Here are some photos mostly taken in the last few days before the cold front:

I’m sure a shoe store must have once been in the building this was carved upon.

I keep trying to get a seagull flying in my photos and finally suceeded.


The leaning tower of Venice. It’s on the Chiesa di San Giorgio dei Greci, the only Orthodox Greek church in Venice.

The tower from the other side.

Traffic jam.

There is symbolism in the decorations in front of the gondolas. The six staight bars represent each section of Venice, the one behind an island and the round shape at the top the shape of the hat of the Doge.

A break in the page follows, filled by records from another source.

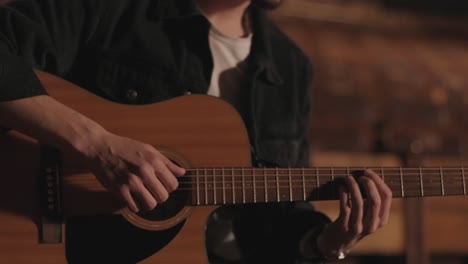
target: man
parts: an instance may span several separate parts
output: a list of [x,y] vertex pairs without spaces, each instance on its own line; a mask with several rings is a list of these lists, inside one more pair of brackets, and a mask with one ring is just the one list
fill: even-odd
[[[0,9],[0,125],[74,153],[134,212],[165,202],[185,170],[144,142],[112,134],[45,95],[33,67],[128,104],[158,102],[187,92],[219,96],[241,113],[257,165],[307,166],[308,62],[261,12],[279,4],[279,0],[13,1]],[[344,257],[388,220],[388,187],[372,171],[358,181],[366,202],[357,181],[345,178],[340,216],[333,223],[308,204],[228,210],[233,222],[214,224],[212,230],[216,234],[232,227],[232,250],[238,252],[209,248],[212,261],[294,263]],[[111,251],[94,256],[96,251],[88,252],[89,244],[127,245],[133,236],[132,231],[119,236],[124,224],[118,217],[104,218],[100,228],[110,228],[105,234],[90,235],[87,230],[93,230],[96,219],[68,223],[76,236],[69,237],[69,244],[82,246],[75,249],[78,253],[68,254],[71,263],[109,260],[106,255]],[[114,263],[136,262],[131,253],[123,252],[128,250],[115,251]]]

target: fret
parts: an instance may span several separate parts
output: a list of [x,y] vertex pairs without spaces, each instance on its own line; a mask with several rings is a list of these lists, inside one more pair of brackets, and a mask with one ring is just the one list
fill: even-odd
[[276,168],[276,200],[280,201],[278,168]]
[[255,170],[251,170],[251,173],[252,173],[252,181],[253,181],[253,188],[254,188],[254,191],[253,191],[253,194],[254,194],[254,203],[257,202],[257,184],[255,184],[256,182],[256,177],[255,177]]
[[213,198],[214,198],[213,202],[214,204],[217,204],[216,203],[216,171],[214,168],[212,170],[213,170]]
[[241,169],[241,177],[242,177],[242,202],[245,203],[245,175],[244,175],[244,168]]
[[[332,182],[335,181],[335,170],[333,167],[330,167],[330,172],[332,175]],[[338,197],[338,194],[336,193],[336,188],[332,188],[332,196],[333,198]]]
[[223,177],[223,204],[226,204],[226,179],[224,174],[224,168],[221,169],[221,177]]
[[318,176],[318,167],[315,167],[315,178],[317,180],[317,200],[320,200],[320,179]]
[[441,193],[442,193],[442,196],[444,196],[445,195],[445,188],[444,188],[444,174],[442,173],[442,167],[439,167],[439,172],[440,172]]
[[419,167],[419,182],[421,185],[421,197],[424,197],[424,186],[423,186],[423,180],[422,180],[422,169]]
[[267,184],[267,178],[266,178],[266,170],[263,169],[263,183],[265,186],[265,202],[268,203],[268,184]]
[[236,204],[236,182],[234,181],[234,168],[231,168],[231,181],[232,181],[232,203]]
[[289,201],[292,202],[292,179],[291,179],[291,168],[288,168],[288,179],[289,179]]
[[302,198],[305,200],[307,200],[307,194],[306,194],[306,190],[305,190],[305,175],[304,175],[304,167],[302,167]]
[[200,205],[200,179],[198,176],[198,170],[195,170],[195,178],[197,182],[197,205]]
[[400,187],[401,187],[401,197],[405,197],[405,189],[403,187],[403,169],[400,167]]
[[205,204],[208,204],[208,176],[206,174],[206,168],[204,169],[205,172]]
[[465,166],[462,166],[462,181],[463,181],[463,194],[466,195],[466,186],[465,186]]

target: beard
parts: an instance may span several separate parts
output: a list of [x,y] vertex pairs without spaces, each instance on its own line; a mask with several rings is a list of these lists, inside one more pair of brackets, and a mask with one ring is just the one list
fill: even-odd
[[283,0],[252,0],[252,4],[263,9],[272,10],[283,3]]

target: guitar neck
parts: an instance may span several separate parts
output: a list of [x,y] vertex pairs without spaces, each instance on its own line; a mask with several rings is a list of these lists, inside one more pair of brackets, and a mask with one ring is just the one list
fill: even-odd
[[[196,168],[189,170],[181,191],[191,191],[190,205],[222,205],[338,198],[345,175],[365,168]],[[369,167],[378,173],[393,197],[466,195],[464,167]]]

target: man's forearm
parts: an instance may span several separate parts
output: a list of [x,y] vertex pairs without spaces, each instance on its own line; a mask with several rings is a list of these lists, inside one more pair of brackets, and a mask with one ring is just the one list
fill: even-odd
[[59,149],[84,151],[106,131],[50,96],[0,102],[0,126]]

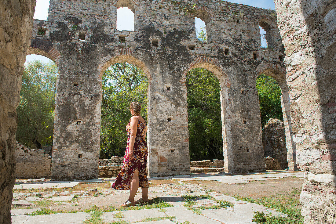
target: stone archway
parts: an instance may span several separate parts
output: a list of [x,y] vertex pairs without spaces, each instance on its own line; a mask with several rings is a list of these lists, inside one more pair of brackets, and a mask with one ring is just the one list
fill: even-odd
[[286,73],[285,69],[280,64],[264,63],[259,65],[257,68],[255,78],[256,80],[257,78],[262,74],[270,76],[277,81],[281,89],[281,107],[285,125],[288,169],[296,170],[297,170],[296,161],[296,147],[293,139],[292,131],[289,90],[286,81]]

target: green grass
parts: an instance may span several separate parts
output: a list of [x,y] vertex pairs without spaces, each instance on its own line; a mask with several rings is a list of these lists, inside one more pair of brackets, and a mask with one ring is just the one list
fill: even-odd
[[62,210],[52,210],[50,209],[46,209],[43,208],[40,211],[33,212],[30,213],[26,213],[26,215],[29,216],[37,216],[40,215],[50,215],[51,214],[55,214],[56,213],[74,213],[78,212],[77,211],[72,210],[71,211],[64,211]]
[[[218,209],[223,208],[226,208],[227,207],[233,207],[234,205],[233,204],[228,201],[215,199],[209,194],[206,193],[205,194],[195,196],[192,196],[189,194],[187,194],[182,196],[182,197],[184,199],[184,203],[183,205],[183,206],[189,210],[193,211],[193,212],[194,213],[198,215],[201,215],[202,210],[205,209]],[[206,207],[203,206],[201,206],[197,208],[193,208],[193,206],[197,205],[197,203],[193,199],[196,199],[197,198],[208,198],[216,202],[216,205],[214,205],[210,207]]]
[[[239,196],[234,196],[237,199],[255,203],[266,207],[277,209],[283,213],[287,214],[288,218],[283,217],[275,217],[268,215],[266,216],[267,222],[260,222],[262,223],[288,223],[288,224],[302,224],[303,218],[301,216],[301,209],[300,201],[293,196],[298,196],[300,191],[294,188],[290,194],[278,194],[271,197],[262,197],[257,199],[253,199],[250,197],[244,197]],[[256,215],[261,216],[262,214],[256,214]],[[271,221],[272,222],[269,222]]]
[[56,201],[52,201],[50,200],[43,200],[40,201],[33,201],[33,203],[34,203],[36,205],[39,206],[42,206],[43,208],[49,207],[52,205],[54,204],[55,202],[56,202]]
[[[34,201],[37,205],[39,205],[44,207],[48,207],[50,205],[53,204],[55,202],[50,200],[45,200],[42,201]],[[75,204],[74,206],[78,205],[78,204]],[[49,215],[50,214],[54,214],[55,213],[64,213],[67,212],[87,212],[87,213],[95,213],[99,210],[101,212],[114,212],[115,211],[124,211],[128,210],[140,210],[141,209],[164,209],[163,208],[167,208],[168,207],[174,207],[174,206],[170,204],[168,202],[166,202],[160,199],[159,197],[156,197],[150,201],[150,204],[144,205],[139,205],[136,206],[131,206],[130,207],[115,208],[113,207],[110,207],[107,208],[100,208],[98,206],[94,206],[91,207],[90,208],[85,209],[84,210],[73,210],[71,211],[64,211],[62,210],[54,210],[49,209],[46,209],[43,208],[41,211],[32,213],[28,214],[29,215]]]
[[88,219],[83,221],[84,224],[104,224],[101,218],[102,212],[99,207],[94,205],[91,207],[91,216]]
[[162,216],[162,217],[157,217],[156,218],[148,218],[145,219],[144,219],[140,221],[138,221],[138,222],[159,221],[160,220],[163,220],[164,219],[171,220],[173,219],[175,219],[175,218],[176,218],[176,216],[169,216],[167,215],[165,215],[164,216]]

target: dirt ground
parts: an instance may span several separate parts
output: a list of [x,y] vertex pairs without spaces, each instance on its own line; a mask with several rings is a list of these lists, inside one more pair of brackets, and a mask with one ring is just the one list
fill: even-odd
[[[188,189],[192,189],[193,187],[199,189],[198,187],[200,187],[208,191],[229,196],[239,195],[241,197],[250,197],[254,199],[258,199],[263,196],[271,197],[280,194],[282,195],[289,196],[290,195],[290,196],[291,197],[298,199],[299,192],[301,191],[303,182],[302,180],[297,177],[286,177],[274,180],[254,181],[246,184],[230,184],[214,181],[199,180],[181,182],[171,179],[152,180],[150,182],[149,196],[150,199],[152,199],[158,196],[178,195],[182,193],[181,193],[182,190],[180,190],[179,189],[182,189],[183,188],[186,187],[187,186],[187,185],[188,185]],[[152,190],[151,190],[151,188]],[[172,190],[175,191],[174,193],[172,193]],[[293,190],[296,190],[294,194],[292,193]],[[70,201],[64,202],[53,201],[46,198],[47,199],[46,201],[36,202],[34,203],[36,204],[36,205],[30,206],[29,207],[45,208],[54,210],[67,211],[83,211],[90,209],[94,205],[105,208],[118,207],[127,199],[129,192],[128,190],[118,190],[112,188],[109,181],[79,184],[73,188],[13,191],[15,193],[27,193],[33,192],[42,193],[56,191],[53,196],[59,195],[60,192],[66,191],[69,192],[67,195],[78,194],[78,197]],[[139,189],[135,197],[136,200],[141,197],[141,189]],[[98,194],[95,195],[95,192],[96,193],[98,192],[99,193]],[[44,195],[43,194],[43,195]],[[275,197],[276,197],[276,196]],[[26,206],[14,206],[13,208],[28,208]]]
[[[278,194],[288,194],[293,190],[301,191],[303,180],[299,177],[284,178],[250,181],[247,183],[228,184],[215,181],[188,181],[205,188],[208,191],[234,196],[248,197],[258,199],[262,197],[269,197]],[[295,195],[298,199],[299,195]]]

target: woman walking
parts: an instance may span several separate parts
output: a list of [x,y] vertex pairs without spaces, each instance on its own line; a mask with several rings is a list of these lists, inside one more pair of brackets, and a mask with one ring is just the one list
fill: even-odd
[[[120,205],[123,207],[148,202],[148,179],[146,175],[148,149],[145,137],[147,127],[144,119],[140,115],[141,104],[137,102],[131,103],[132,116],[126,126],[127,146],[121,170],[112,187],[117,190],[130,190],[129,197]],[[139,187],[141,187],[142,197],[136,201],[134,197]]]

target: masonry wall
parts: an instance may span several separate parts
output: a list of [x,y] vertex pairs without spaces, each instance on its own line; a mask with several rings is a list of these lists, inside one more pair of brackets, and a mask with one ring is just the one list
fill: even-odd
[[286,80],[304,223],[336,222],[336,2],[275,0],[286,48]]
[[270,119],[262,129],[264,155],[277,159],[283,170],[288,168],[286,138],[284,123],[278,119]]
[[51,158],[42,149],[30,149],[17,142],[15,177],[18,179],[49,178]]
[[[0,223],[10,223],[15,182],[16,108],[35,0],[0,2]],[[19,29],[18,29],[19,28]]]
[[[149,82],[150,176],[190,173],[185,82],[195,68],[210,71],[221,85],[226,172],[264,169],[256,80],[266,71],[285,76],[275,13],[222,1],[195,3],[186,11],[186,2],[50,1],[48,21],[34,21],[29,50],[58,68],[53,179],[98,177],[101,76],[121,62],[137,66]],[[133,10],[135,31],[116,30],[122,6]],[[196,38],[196,16],[206,21],[208,43]],[[259,47],[261,21],[270,25],[269,48]],[[41,28],[45,34],[38,35]]]

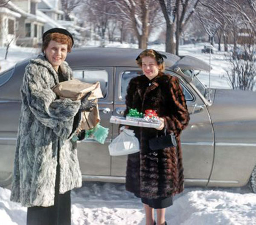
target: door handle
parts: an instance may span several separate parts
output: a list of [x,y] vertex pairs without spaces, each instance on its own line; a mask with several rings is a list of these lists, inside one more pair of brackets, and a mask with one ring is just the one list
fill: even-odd
[[203,111],[204,109],[204,107],[203,105],[198,105],[197,104],[195,104],[193,107],[193,110],[192,110],[191,114],[194,114],[195,113],[198,113]]
[[103,113],[105,113],[105,114],[107,114],[108,113],[109,113],[109,112],[111,111],[111,110],[108,107],[99,108],[99,111],[102,111]]
[[125,110],[125,108],[123,107],[118,107],[116,109],[116,113],[118,115],[123,115]]

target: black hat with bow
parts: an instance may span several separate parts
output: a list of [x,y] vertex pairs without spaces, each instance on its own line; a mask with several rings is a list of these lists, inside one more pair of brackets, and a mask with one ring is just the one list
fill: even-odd
[[70,34],[70,32],[66,29],[58,28],[57,27],[56,28],[50,29],[49,30],[48,30],[44,33],[43,34],[43,42],[44,42],[46,35],[48,34],[51,34],[52,33],[59,33],[60,34],[62,34],[63,35],[66,35],[67,36],[68,36],[70,38],[71,38],[71,40],[72,41],[72,46],[73,46],[74,45],[74,39],[73,39],[73,37],[72,37],[72,35],[71,35],[71,34]]
[[144,50],[143,52],[141,52],[141,53],[139,55],[138,55],[138,56],[136,58],[136,61],[138,61],[140,58],[140,55],[141,54],[142,54],[144,52],[148,52],[150,50],[152,50],[154,53],[155,55],[156,56],[156,61],[157,61],[158,65],[162,64],[163,63],[163,58],[167,58],[166,56],[165,55],[161,54],[160,52],[157,52],[157,51],[156,51],[155,50],[147,49]]

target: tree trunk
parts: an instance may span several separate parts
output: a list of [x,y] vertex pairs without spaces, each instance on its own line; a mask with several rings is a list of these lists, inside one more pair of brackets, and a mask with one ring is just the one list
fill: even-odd
[[148,46],[148,37],[143,35],[140,36],[139,40],[139,48],[145,49]]
[[228,37],[226,35],[224,35],[224,51],[227,52],[227,40]]
[[235,49],[236,48],[236,29],[234,29],[233,36],[234,37],[234,49]]
[[5,55],[5,56],[4,57],[4,59],[5,59],[5,60],[7,59],[7,55],[8,54],[8,51],[9,50],[9,47],[10,47],[10,45],[11,44],[11,43],[12,43],[12,40],[11,41],[9,41],[7,43],[7,45],[6,45],[6,55]]
[[210,42],[212,46],[214,45],[214,35],[210,36]]
[[176,0],[176,55],[179,55],[179,41],[180,40],[180,0]]
[[167,24],[166,37],[166,52],[175,54],[175,45],[173,40],[174,24]]
[[148,38],[149,33],[148,23],[149,21],[149,11],[145,4],[145,1],[142,1],[142,34],[140,35],[139,41],[139,48],[146,49],[148,46]]
[[221,31],[219,33],[217,32],[217,36],[218,37],[218,51],[220,52],[221,51],[221,37],[222,36],[222,32]]

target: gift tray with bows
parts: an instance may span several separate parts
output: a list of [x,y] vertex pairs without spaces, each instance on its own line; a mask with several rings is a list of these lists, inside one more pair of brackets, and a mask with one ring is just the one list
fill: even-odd
[[152,128],[158,128],[161,125],[156,112],[152,110],[147,110],[143,114],[138,112],[136,109],[131,109],[126,117],[112,115],[110,122],[112,124]]

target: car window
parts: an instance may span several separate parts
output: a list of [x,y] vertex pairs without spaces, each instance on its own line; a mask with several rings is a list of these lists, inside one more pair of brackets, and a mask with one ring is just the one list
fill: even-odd
[[[121,100],[125,100],[127,87],[131,79],[142,74],[142,72],[137,71],[126,71],[122,73],[121,76],[121,93],[119,95]],[[181,86],[186,101],[193,101],[194,99],[193,95],[190,92],[188,88],[185,87],[183,83],[180,82],[180,84]]]
[[104,69],[84,69],[73,70],[74,78],[81,81],[92,84],[99,81],[100,88],[104,98],[108,94],[108,74]]
[[10,79],[12,75],[14,70],[14,68],[12,68],[0,74],[0,86],[3,85]]

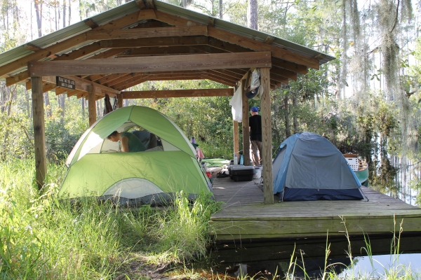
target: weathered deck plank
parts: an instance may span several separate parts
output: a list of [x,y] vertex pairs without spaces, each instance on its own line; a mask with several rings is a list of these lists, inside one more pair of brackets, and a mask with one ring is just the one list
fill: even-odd
[[[217,241],[349,234],[421,232],[421,209],[363,188],[370,200],[287,202],[263,204],[260,179],[234,182],[217,178],[213,192],[222,209],[210,223]],[[346,229],[345,229],[346,226]]]

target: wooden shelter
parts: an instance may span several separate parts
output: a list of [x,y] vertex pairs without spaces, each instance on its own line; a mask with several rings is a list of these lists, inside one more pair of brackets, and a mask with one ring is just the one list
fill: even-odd
[[[295,80],[308,68],[333,59],[273,36],[157,0],[135,0],[0,54],[0,77],[8,86],[32,89],[36,180],[46,170],[43,92],[86,97],[89,122],[95,101],[105,94],[123,99],[229,96],[234,89],[127,91],[148,80],[208,79],[246,85],[260,68],[265,203],[273,204],[269,90]],[[248,100],[243,90],[243,150],[249,163]],[[234,122],[234,150],[239,148]]]

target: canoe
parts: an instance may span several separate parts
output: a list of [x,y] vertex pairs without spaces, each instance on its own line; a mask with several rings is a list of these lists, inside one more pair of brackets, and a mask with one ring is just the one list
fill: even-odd
[[368,164],[357,158],[354,153],[345,153],[344,157],[348,161],[348,164],[354,171],[361,184],[368,187]]

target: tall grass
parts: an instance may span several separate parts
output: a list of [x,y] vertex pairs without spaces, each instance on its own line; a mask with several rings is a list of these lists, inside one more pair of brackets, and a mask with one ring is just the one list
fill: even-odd
[[218,208],[208,195],[186,195],[158,211],[135,211],[86,198],[59,202],[65,169],[48,165],[39,192],[33,161],[0,163],[0,279],[114,279],[129,262],[182,262],[206,253],[208,220]]
[[[390,258],[392,260],[392,263],[389,266],[385,266],[377,262],[373,256],[373,251],[371,249],[371,244],[370,242],[370,239],[368,235],[364,234],[364,241],[365,241],[365,247],[361,248],[361,251],[364,251],[370,260],[370,262],[372,267],[372,271],[370,272],[361,272],[356,271],[356,260],[352,257],[352,252],[351,251],[351,241],[349,239],[349,236],[348,234],[348,232],[347,230],[347,225],[345,218],[341,217],[342,220],[342,223],[344,224],[345,227],[345,233],[347,240],[348,241],[348,250],[346,251],[346,253],[347,257],[349,258],[350,265],[345,265],[343,263],[331,263],[328,265],[328,259],[329,258],[329,254],[330,253],[330,244],[328,243],[328,237],[326,237],[326,255],[325,255],[325,265],[324,267],[321,269],[321,274],[320,278],[323,280],[340,280],[340,279],[384,279],[384,280],[412,280],[412,279],[421,279],[421,272],[413,272],[411,270],[410,266],[406,266],[402,264],[400,264],[399,262],[399,256],[400,256],[400,251],[399,246],[401,241],[401,234],[403,232],[403,220],[399,224],[399,228],[396,230],[396,220],[394,220],[394,232],[393,234],[392,239],[391,241],[390,244]],[[294,250],[295,251],[295,250]],[[285,279],[287,280],[293,280],[296,279],[297,277],[295,276],[295,270],[296,267],[299,267],[301,269],[303,272],[305,279],[310,279],[311,278],[309,276],[307,273],[305,271],[305,267],[304,267],[304,258],[302,258],[302,254],[300,254],[302,262],[302,267],[301,267],[297,262],[297,258],[294,260],[294,254],[291,255],[291,259],[290,261],[290,265],[288,271],[286,272]],[[375,262],[378,262],[382,267],[381,271],[377,271],[375,267]],[[343,267],[346,267],[346,270],[341,274],[338,275],[334,270],[333,267],[335,265],[340,265]]]

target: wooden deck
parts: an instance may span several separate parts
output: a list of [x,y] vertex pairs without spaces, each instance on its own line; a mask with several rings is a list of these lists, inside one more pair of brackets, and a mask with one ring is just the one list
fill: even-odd
[[[363,188],[369,202],[356,200],[263,204],[260,179],[234,182],[215,178],[213,192],[223,202],[210,218],[217,241],[344,235],[421,232],[421,209]],[[344,223],[345,222],[345,223]],[[346,226],[346,228],[345,228]]]

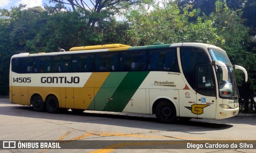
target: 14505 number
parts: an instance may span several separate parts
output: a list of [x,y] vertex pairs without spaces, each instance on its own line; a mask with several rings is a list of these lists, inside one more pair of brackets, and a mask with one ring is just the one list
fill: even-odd
[[13,78],[14,82],[31,82],[31,78]]

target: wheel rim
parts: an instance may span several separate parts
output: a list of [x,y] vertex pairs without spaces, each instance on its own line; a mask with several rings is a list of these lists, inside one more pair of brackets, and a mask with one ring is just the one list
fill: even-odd
[[172,108],[168,106],[163,107],[161,110],[161,114],[165,118],[170,118],[172,117]]

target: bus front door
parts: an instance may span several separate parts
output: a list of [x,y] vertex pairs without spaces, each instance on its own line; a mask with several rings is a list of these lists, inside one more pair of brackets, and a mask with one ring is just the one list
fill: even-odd
[[214,78],[211,65],[197,67],[197,104],[192,110],[197,114],[198,118],[215,118],[216,99]]

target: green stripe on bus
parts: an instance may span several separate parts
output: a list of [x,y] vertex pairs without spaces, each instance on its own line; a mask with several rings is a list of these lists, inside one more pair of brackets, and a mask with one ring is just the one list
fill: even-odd
[[113,99],[108,101],[103,110],[122,112],[149,73],[128,72],[113,94]]
[[93,108],[91,105],[95,105],[95,110],[102,110],[109,101],[118,102],[118,95],[117,97],[114,95],[115,97],[113,97],[113,94],[127,73],[127,72],[110,73],[95,96],[94,103],[90,104],[88,109]]

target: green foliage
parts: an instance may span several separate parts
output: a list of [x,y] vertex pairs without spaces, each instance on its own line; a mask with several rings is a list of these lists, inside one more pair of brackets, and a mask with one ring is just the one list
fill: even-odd
[[[130,23],[130,31],[133,31],[131,33],[137,33],[134,37],[138,38],[133,45],[150,45],[156,42],[214,45],[224,42],[223,39],[217,34],[213,21],[203,21],[200,16],[195,17],[198,14],[196,10],[188,11],[191,6],[178,8],[176,4],[170,2],[164,5],[162,7],[158,5],[151,11],[140,6],[126,15]],[[189,22],[195,18],[195,21]]]

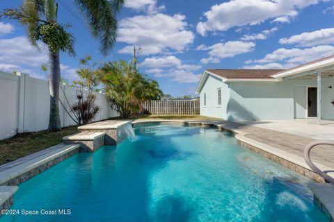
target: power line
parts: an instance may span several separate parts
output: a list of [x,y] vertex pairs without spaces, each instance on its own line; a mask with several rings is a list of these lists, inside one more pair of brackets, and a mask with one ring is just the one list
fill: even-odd
[[[80,23],[81,25],[84,26],[84,28],[87,29],[88,32],[90,32],[90,29],[89,26],[87,25],[85,21],[84,21],[80,16],[77,15],[74,11],[73,11],[70,6],[68,6],[65,2],[63,2],[62,0],[58,0],[59,3]],[[100,60],[103,60],[103,58],[101,57],[100,54],[97,54],[92,51],[90,48],[88,48],[84,42],[82,42],[79,39],[77,39],[78,42],[82,44],[88,51],[89,51],[92,54],[97,56],[97,58],[100,58]],[[116,56],[115,53],[113,52],[111,52],[113,54],[113,58],[116,60]]]

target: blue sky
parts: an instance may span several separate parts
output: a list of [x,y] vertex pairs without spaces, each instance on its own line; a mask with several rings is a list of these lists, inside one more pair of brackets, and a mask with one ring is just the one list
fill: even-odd
[[[0,9],[21,3],[1,1]],[[77,39],[77,58],[61,55],[61,74],[70,81],[77,78],[79,58],[130,60],[134,45],[142,48],[140,71],[173,96],[193,95],[205,69],[286,69],[334,54],[334,1],[129,1],[106,57],[65,6],[81,15],[73,1],[59,3],[58,22],[72,24]],[[0,70],[45,78],[40,65],[47,63],[47,53],[30,46],[24,27],[0,22]]]

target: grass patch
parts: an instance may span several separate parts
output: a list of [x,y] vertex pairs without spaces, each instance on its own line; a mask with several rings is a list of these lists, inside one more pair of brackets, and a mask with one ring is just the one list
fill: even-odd
[[76,133],[77,126],[69,126],[61,131],[47,130],[37,133],[19,133],[0,141],[0,164],[55,146],[63,142],[63,137]]
[[[134,115],[130,119],[188,119],[219,121],[218,118],[207,117],[201,115]],[[112,119],[120,119],[112,118]],[[32,154],[46,148],[61,144],[63,137],[78,133],[77,126],[63,128],[61,131],[51,133],[43,130],[36,133],[19,133],[14,137],[0,141],[0,164],[13,161],[19,157]]]

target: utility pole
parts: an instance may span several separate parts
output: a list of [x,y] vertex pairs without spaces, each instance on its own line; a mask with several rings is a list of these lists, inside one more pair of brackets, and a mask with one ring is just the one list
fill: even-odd
[[[139,48],[138,49],[139,53],[141,53],[141,48]],[[134,46],[134,71],[136,73],[137,71],[137,57],[136,56],[136,46]]]
[[137,58],[136,58],[136,46],[134,46],[134,71],[136,72],[136,63],[137,63]]

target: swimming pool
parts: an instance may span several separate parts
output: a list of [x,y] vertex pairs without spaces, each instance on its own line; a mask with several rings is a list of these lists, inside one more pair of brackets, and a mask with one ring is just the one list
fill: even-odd
[[11,208],[20,214],[0,221],[327,221],[307,188],[312,180],[228,134],[159,124],[135,133],[22,183]]

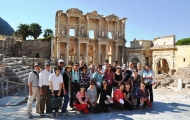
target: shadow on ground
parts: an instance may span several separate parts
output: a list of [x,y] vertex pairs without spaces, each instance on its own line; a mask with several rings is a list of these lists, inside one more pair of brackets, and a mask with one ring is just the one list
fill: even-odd
[[[17,106],[7,106],[7,107],[0,107],[0,116],[11,117],[16,120],[27,120],[26,114],[26,104],[22,104]],[[33,106],[33,108],[35,108]],[[34,109],[33,109],[34,110]],[[142,105],[137,110],[117,110],[111,109],[109,113],[100,113],[100,114],[82,114],[76,115],[75,112],[72,112],[71,115],[61,115],[60,117],[55,117],[54,119],[57,120],[133,120],[145,115],[158,115],[158,114],[173,114],[179,113],[185,115],[186,117],[190,118],[188,111],[190,110],[190,105],[182,104],[182,103],[163,103],[163,102],[154,102],[151,108],[142,108]],[[2,111],[4,114],[2,114]],[[5,114],[6,113],[6,114]],[[49,115],[45,115],[45,118],[41,118],[39,114],[33,113],[33,119],[48,119],[50,118]]]

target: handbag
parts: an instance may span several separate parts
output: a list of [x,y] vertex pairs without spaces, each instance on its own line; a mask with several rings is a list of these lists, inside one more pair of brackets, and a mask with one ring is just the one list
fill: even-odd
[[51,105],[52,105],[52,108],[61,107],[62,106],[62,98],[61,97],[51,98]]

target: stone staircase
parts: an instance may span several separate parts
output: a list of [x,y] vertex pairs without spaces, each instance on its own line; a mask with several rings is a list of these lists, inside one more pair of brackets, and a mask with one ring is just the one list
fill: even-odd
[[[16,58],[4,58],[4,62],[6,63],[4,76],[0,77],[0,82],[9,81],[8,84],[8,92],[13,93],[15,91],[20,90],[25,87],[27,84],[29,73],[32,71],[32,67],[24,66],[22,64],[22,59]],[[0,97],[7,93],[7,84],[3,83],[3,87],[0,86]]]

I should have included this one with my post about the Carnival costumes. This is how to get a photo of those in costumes without people in the background, just the architecture of San Marco.

Saint Anthony

Saint Anthony, the patron saint of lost things, was born in Portugal but died in Padua. He was known for his skill at preaching and when he died at the age of 35 was made a saint within a year and work on the cathedral devoted to him began immediatetly in 1231. It’s a gorgous basilica, very well maintained and full of those wanting to see where he is buried.

You can see how sumptuous the interior of the basillica is.

One section of the basillica.

The tomb of Saint Anthony. You can walk around it, look at the sculpted reliefs there telling of his life and place your hand on the back of the tomb if you want.

There is a room in the back with reliquaries holding his lower jaw, vocal cords and tongue-all of these because he was known as such a great speaker.

Lots of thank yous next to his tomb. I am not religious, but rather spiritual, so this doesn’t mean as much to me but I do admire the passion and love behind it all.